Detailed view of using Service Directory for service discovery with Private Service Connect.
Detailed view of using Service Directory for service discovery with Private Service Connect (click to enlarge)

Additional examples across domains

The previous two examples illustrate cases where you might need to cross domains, but there are many additional examples. For example, you create a gateway that sits at the intersection of two Google Cloud regions. Services in one region can reach services in another region through this gateway. You register the gateway as a service in Service Directory, then use the gateway with Cloud Service Mesh as described in this document.

Apply policies when services are accessed

Cloud Service Mesh supports capabilities such as advanced traffic management that are configurable using policies.
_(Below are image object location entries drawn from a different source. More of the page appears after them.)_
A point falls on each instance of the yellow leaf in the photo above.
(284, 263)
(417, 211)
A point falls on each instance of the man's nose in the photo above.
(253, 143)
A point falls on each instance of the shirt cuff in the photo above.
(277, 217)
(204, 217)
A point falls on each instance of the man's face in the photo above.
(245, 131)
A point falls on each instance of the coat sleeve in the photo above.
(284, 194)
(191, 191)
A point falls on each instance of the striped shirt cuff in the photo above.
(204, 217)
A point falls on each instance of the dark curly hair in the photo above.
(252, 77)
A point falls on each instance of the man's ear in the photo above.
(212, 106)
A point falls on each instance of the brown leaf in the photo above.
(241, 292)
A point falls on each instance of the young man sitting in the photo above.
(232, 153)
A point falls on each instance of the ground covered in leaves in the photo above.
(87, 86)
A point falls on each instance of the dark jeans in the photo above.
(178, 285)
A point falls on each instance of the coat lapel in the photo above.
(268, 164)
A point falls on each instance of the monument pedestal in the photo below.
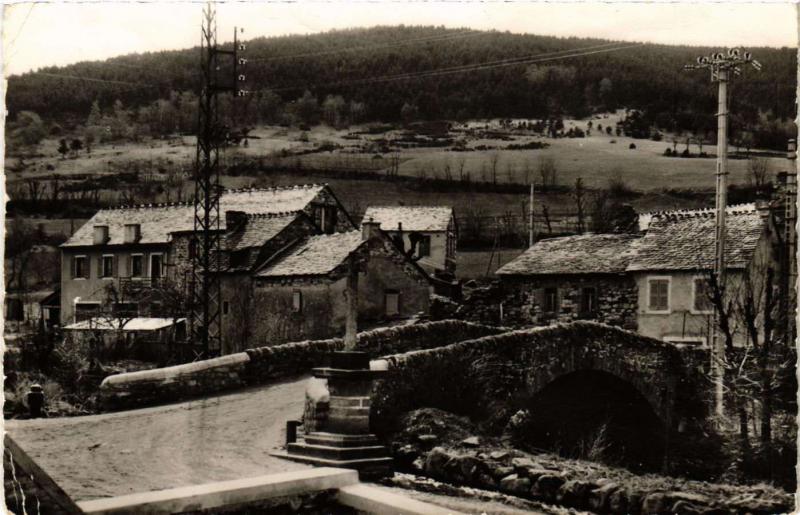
(344, 439)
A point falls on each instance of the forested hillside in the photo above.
(378, 74)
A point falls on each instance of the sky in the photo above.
(45, 34)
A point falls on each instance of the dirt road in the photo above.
(195, 442)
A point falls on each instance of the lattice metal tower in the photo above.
(205, 248)
(723, 67)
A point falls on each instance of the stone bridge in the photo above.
(559, 368)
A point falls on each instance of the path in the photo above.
(211, 439)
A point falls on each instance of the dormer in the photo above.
(133, 233)
(100, 234)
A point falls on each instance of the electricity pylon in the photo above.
(723, 67)
(204, 250)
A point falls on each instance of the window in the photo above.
(392, 299)
(126, 309)
(658, 294)
(551, 300)
(424, 247)
(701, 293)
(80, 268)
(588, 301)
(156, 264)
(136, 268)
(107, 267)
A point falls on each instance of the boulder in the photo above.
(472, 441)
(575, 493)
(599, 498)
(547, 486)
(515, 485)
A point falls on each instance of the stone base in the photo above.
(360, 452)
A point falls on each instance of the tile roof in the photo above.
(157, 221)
(413, 218)
(259, 229)
(583, 254)
(685, 240)
(318, 255)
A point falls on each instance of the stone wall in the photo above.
(264, 364)
(520, 301)
(494, 370)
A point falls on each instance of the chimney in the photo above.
(370, 229)
(100, 234)
(234, 219)
(133, 233)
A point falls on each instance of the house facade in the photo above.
(428, 234)
(136, 249)
(673, 263)
(301, 293)
(571, 278)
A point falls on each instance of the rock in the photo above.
(575, 493)
(515, 484)
(534, 473)
(618, 501)
(522, 463)
(547, 486)
(498, 455)
(500, 472)
(664, 502)
(472, 441)
(436, 462)
(599, 497)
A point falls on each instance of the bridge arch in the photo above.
(489, 378)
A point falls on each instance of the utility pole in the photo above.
(205, 249)
(531, 233)
(723, 67)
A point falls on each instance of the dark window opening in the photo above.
(588, 301)
(550, 300)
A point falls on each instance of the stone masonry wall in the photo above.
(520, 301)
(264, 364)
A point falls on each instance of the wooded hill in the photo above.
(362, 66)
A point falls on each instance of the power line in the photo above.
(533, 59)
(446, 37)
(90, 79)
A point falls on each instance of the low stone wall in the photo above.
(264, 364)
(598, 488)
(160, 385)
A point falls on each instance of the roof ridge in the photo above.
(276, 188)
(278, 214)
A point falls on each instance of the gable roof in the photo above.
(158, 221)
(259, 229)
(685, 240)
(317, 255)
(413, 218)
(583, 254)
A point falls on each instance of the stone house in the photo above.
(674, 258)
(300, 292)
(571, 278)
(138, 248)
(431, 231)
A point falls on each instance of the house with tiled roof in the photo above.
(428, 234)
(300, 292)
(673, 260)
(572, 278)
(138, 248)
(654, 281)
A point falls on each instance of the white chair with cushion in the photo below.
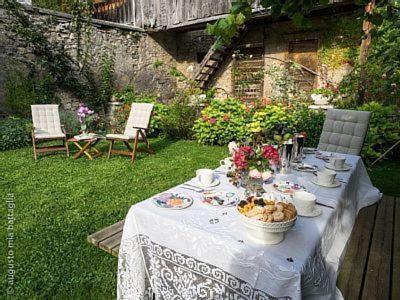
(344, 131)
(135, 130)
(47, 127)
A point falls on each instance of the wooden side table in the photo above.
(86, 147)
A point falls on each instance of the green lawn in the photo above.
(60, 201)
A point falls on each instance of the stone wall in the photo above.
(274, 38)
(133, 52)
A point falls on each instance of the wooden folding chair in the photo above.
(135, 131)
(47, 127)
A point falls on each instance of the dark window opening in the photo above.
(248, 74)
(305, 53)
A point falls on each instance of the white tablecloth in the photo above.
(203, 252)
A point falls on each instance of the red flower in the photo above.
(239, 159)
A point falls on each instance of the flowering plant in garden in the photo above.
(255, 160)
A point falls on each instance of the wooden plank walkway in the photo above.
(371, 267)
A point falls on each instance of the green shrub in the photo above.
(19, 94)
(14, 133)
(179, 117)
(384, 129)
(70, 121)
(223, 121)
(271, 120)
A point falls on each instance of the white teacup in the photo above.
(326, 177)
(304, 202)
(337, 161)
(227, 163)
(205, 176)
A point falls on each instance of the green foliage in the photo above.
(14, 133)
(19, 94)
(340, 41)
(178, 120)
(222, 121)
(384, 129)
(70, 122)
(128, 96)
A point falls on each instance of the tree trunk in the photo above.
(365, 44)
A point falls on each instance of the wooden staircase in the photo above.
(214, 58)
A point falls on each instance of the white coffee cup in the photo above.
(227, 163)
(326, 177)
(337, 161)
(205, 176)
(304, 202)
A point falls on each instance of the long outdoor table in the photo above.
(203, 252)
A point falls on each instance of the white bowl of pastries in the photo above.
(266, 220)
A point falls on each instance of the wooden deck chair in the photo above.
(135, 131)
(47, 127)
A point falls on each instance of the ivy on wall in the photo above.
(340, 42)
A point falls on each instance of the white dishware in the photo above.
(346, 167)
(205, 177)
(336, 183)
(305, 204)
(266, 233)
(326, 177)
(227, 164)
(337, 161)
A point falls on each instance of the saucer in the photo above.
(335, 184)
(315, 213)
(214, 183)
(346, 167)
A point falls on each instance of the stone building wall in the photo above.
(133, 50)
(274, 38)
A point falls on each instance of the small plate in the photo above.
(220, 198)
(335, 184)
(307, 150)
(305, 168)
(346, 167)
(214, 183)
(172, 201)
(288, 187)
(315, 213)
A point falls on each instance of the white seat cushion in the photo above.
(344, 131)
(46, 121)
(48, 135)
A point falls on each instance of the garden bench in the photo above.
(372, 261)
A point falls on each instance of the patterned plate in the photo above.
(220, 198)
(172, 201)
(288, 187)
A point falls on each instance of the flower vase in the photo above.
(83, 129)
(253, 186)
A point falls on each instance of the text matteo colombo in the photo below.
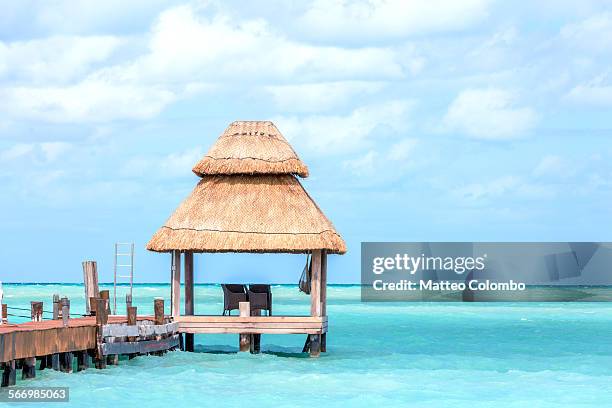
(459, 265)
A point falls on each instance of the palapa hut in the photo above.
(250, 200)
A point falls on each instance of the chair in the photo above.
(260, 298)
(232, 295)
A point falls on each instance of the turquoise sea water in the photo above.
(386, 355)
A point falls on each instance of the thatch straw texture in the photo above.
(265, 213)
(255, 147)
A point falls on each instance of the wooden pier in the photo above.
(101, 339)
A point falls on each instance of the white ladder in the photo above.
(124, 261)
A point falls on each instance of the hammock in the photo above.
(304, 284)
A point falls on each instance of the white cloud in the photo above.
(187, 44)
(318, 97)
(332, 134)
(594, 93)
(488, 114)
(53, 59)
(54, 150)
(383, 164)
(177, 164)
(364, 165)
(592, 34)
(87, 101)
(506, 186)
(16, 151)
(46, 152)
(384, 19)
(401, 151)
(186, 53)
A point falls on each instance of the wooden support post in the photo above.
(255, 337)
(90, 280)
(1, 305)
(65, 303)
(9, 373)
(315, 345)
(315, 284)
(245, 338)
(55, 364)
(158, 306)
(101, 320)
(92, 306)
(43, 362)
(132, 314)
(28, 368)
(324, 296)
(175, 305)
(66, 360)
(189, 286)
(36, 311)
(82, 360)
(104, 294)
(112, 359)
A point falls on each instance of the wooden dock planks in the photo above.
(37, 339)
(253, 324)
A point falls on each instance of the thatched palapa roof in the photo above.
(248, 200)
(251, 148)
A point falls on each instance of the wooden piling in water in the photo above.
(90, 281)
(55, 363)
(101, 320)
(65, 307)
(189, 303)
(36, 309)
(132, 314)
(104, 294)
(28, 368)
(82, 360)
(315, 345)
(245, 338)
(158, 306)
(66, 360)
(9, 373)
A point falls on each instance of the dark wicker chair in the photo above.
(232, 295)
(260, 298)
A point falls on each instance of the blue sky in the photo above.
(421, 120)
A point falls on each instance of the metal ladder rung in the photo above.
(123, 249)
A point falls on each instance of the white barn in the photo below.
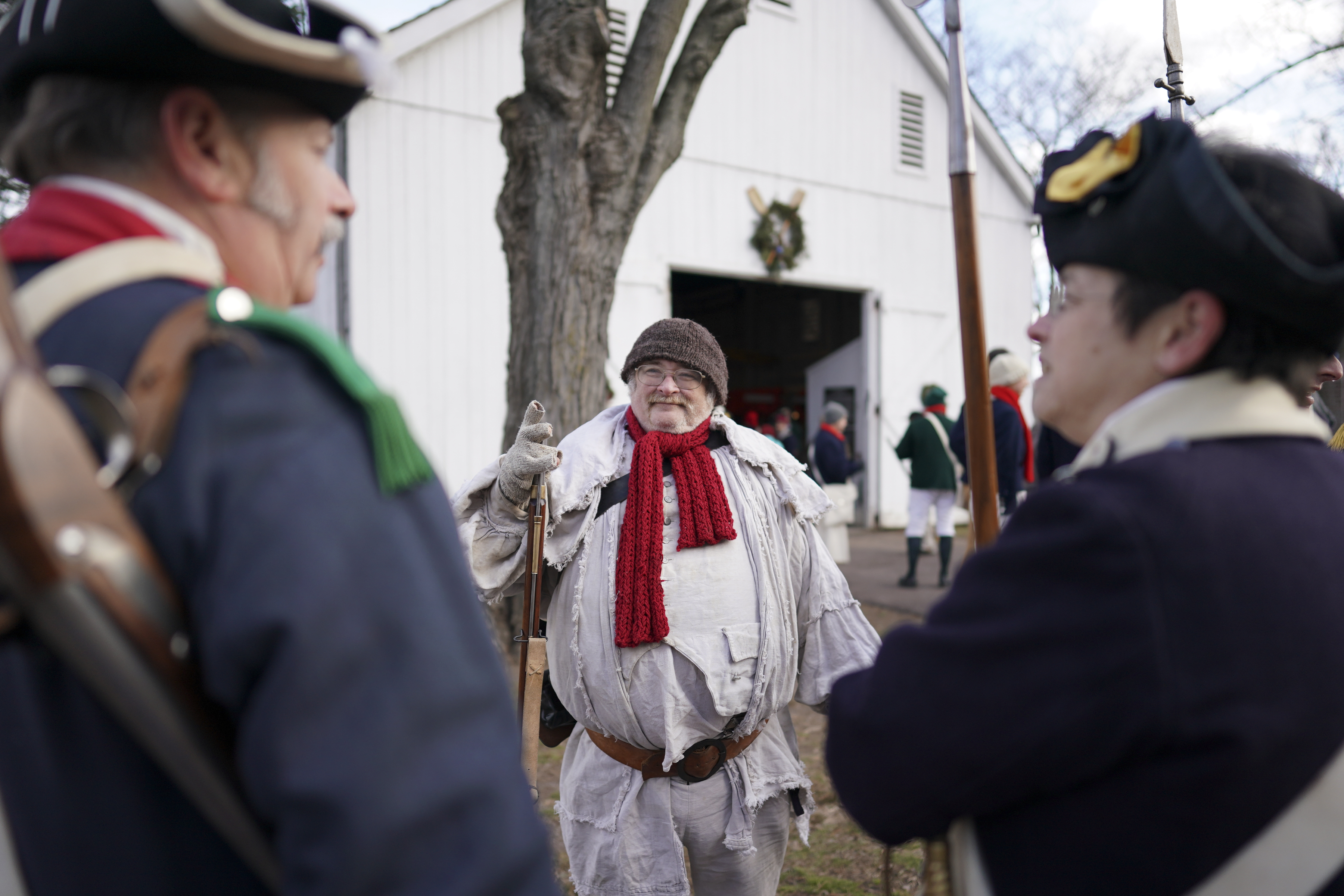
(844, 100)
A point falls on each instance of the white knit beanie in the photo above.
(1007, 370)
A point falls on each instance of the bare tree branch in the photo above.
(659, 26)
(1316, 53)
(712, 30)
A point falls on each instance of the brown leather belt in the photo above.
(699, 764)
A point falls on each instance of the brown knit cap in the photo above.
(683, 342)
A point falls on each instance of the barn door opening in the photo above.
(772, 335)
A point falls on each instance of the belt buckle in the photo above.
(709, 742)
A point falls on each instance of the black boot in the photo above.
(944, 559)
(913, 553)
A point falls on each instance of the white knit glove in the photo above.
(529, 456)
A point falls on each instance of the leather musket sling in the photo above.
(73, 558)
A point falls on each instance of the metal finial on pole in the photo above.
(1175, 82)
(961, 167)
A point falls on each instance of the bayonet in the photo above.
(1175, 81)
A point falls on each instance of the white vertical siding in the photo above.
(802, 99)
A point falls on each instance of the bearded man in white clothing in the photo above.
(696, 600)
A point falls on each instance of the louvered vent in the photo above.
(616, 56)
(911, 137)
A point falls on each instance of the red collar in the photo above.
(1029, 461)
(60, 224)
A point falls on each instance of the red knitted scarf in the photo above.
(1010, 398)
(58, 224)
(706, 519)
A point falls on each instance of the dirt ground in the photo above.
(840, 859)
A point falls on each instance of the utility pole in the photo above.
(961, 168)
(1175, 81)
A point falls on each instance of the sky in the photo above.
(1229, 45)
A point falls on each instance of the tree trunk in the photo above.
(578, 175)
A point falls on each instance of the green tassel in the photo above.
(398, 460)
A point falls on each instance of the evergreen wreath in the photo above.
(779, 237)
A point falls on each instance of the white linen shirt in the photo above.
(753, 624)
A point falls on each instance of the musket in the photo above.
(961, 168)
(1175, 81)
(980, 424)
(84, 577)
(531, 661)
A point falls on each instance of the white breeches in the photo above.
(699, 816)
(920, 503)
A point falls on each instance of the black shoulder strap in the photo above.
(617, 491)
(87, 581)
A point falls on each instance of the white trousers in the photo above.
(701, 815)
(920, 503)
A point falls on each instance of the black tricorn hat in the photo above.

For example, you can set a traffic mirroring policy so that anytime a client sends a request to a particular backend service, the traffic also gets sent to a second backend service.

When you bind a Service Directory service to a Cloud Service Mesh backend service, you can configure these types of policies in Cloud Service Mesh. Your sidecar proxies, middle or edge proxies, and proxyless clients learn about these policies and enforce them.

Some examples:

  • Weight-based traffic splitting—for example, between two Service Directory services
  • Traffic mirroring—for example, to an audit service
Requests for `users` service are mirrored to `audit` service
Requests for users service are mirrored to audit service (click to enlarge)

Support for Cloud Service Mesh and existing clients

Even when Cloud Service Mesh is deployed in your organization, you might have clients that don't use Cloud Service Mesh. For example, you might need to access a service from a virtual machine that isn't part of a service mesh.

When you bind a Service Directory service to a Cloud Service Mesh backend service, Cloud Service Mesh's clients automatically get up-to-date information about that service. Your clients that don't use Cloud Service Mesh can look up and use service information in Service Directory.

Limitations

Cloud Service Mesh does not support FQDN NEGs (INTERNET_FQDN_PORT NEGs) in the Service Directory integration.